I actually have no problem saying a gender binary exists and is real. Where it goes off the rails is where people decide that the gender binary is some kind of unbreakable law of the universe, a thing that I can judge you for conforming or not conforming to. There’s nothing behind that except for some people insisting that their way of making sense of the world is the only possible way.

Men exist, women exist. Pick one. Or pick neither. Or pick some other thing. It’s your life, nobody else’s.

…what definition are you using?

Sorry, a misunderstanding of the question on my part.

Where does a trans person internal sense that they are a trans person come from? Certainly not from cis-normative societal pressure.

To appropriate your own language, in response to societal pressures to conform with societal gender stereotypes, the individual rewrites the categories of gender identity so as to place themself in the opposite category and alleviate societal pressures.

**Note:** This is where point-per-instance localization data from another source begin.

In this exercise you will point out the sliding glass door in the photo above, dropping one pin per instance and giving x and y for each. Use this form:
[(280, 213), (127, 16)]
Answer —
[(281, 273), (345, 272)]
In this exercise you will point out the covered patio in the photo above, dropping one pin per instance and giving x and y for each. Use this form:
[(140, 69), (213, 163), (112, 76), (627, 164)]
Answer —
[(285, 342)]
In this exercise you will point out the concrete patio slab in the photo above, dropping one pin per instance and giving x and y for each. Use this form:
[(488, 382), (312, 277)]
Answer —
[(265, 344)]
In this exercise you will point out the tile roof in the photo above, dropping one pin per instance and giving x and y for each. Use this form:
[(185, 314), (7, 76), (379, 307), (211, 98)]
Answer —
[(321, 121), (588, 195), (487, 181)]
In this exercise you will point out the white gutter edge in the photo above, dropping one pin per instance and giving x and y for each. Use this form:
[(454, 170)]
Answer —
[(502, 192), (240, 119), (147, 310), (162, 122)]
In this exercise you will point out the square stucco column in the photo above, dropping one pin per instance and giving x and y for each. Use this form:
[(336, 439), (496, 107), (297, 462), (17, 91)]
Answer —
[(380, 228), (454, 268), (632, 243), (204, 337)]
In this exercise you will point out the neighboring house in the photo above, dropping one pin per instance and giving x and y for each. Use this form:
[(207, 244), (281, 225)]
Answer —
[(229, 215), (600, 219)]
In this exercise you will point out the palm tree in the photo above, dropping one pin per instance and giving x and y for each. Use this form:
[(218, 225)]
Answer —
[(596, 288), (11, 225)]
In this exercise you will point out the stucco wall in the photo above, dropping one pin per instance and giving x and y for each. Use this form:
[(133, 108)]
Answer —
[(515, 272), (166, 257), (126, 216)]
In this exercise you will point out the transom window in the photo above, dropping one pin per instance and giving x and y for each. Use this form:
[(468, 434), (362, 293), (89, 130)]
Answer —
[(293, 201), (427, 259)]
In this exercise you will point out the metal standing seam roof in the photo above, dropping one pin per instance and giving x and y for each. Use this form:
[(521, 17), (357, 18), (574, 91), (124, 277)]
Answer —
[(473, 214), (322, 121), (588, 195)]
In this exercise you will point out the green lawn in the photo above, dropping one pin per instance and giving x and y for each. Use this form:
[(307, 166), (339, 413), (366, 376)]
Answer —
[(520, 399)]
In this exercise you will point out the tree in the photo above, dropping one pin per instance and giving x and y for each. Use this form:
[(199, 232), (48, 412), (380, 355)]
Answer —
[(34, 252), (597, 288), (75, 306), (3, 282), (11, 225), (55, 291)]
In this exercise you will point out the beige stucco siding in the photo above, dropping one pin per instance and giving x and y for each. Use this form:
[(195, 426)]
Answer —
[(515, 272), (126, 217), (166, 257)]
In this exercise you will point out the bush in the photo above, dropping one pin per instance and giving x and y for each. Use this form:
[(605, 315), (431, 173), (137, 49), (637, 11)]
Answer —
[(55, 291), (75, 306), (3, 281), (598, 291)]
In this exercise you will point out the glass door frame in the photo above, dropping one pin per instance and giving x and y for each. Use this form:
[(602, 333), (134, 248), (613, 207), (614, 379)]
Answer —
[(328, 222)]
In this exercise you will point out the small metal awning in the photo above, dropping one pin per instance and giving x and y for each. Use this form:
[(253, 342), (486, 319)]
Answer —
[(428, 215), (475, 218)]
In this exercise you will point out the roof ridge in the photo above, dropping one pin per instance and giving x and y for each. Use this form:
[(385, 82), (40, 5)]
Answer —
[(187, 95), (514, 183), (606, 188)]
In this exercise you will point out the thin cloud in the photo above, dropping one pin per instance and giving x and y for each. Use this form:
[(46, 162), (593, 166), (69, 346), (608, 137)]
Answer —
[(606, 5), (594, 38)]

This rewriting of the categories of gender, hitherto appropriated from society at large, results in the individual identifying as a gender separate from the gender assigned at birth. Therefore they are now transgender and also identify as transgender.

The original gender-noncomformative personality or behaviors are not strictly caused by societal factors.

~Max

But why do they feel that way in the first place? You can keep taking things “up a level” but it does not address the fundamental issue.

Societal pressure can have somewhat unexpected consequences. But it is just not credible that immense cis-normative societal pressure (to a point of literally murdering people) somehow causes people to persistently assert a trans identity.

You have to be absolutely desperate to cling to a blank slate model to believe this. It’s preposterous.

But why? Again, you are just taking things “up a level”.

Social Construct
Something that exists only in the context of society, and has no meaning outside of that context.

While not perfect, one test I use to falsify the assertion that something is a social construct is to ask if a feral child could develop a concept in isolation. If it’s possible in theory, it’s not a social construct.

~Max

I don’t intend to come across as trite or demeaning, but what are your thoughts on the rest of that sentence so I can craft a response?

the individual rewrites the categories of gender identity so as to place themself in the opposite category and alleviate societal pressures [to conform with gender stereotypes for the gender previously identified as].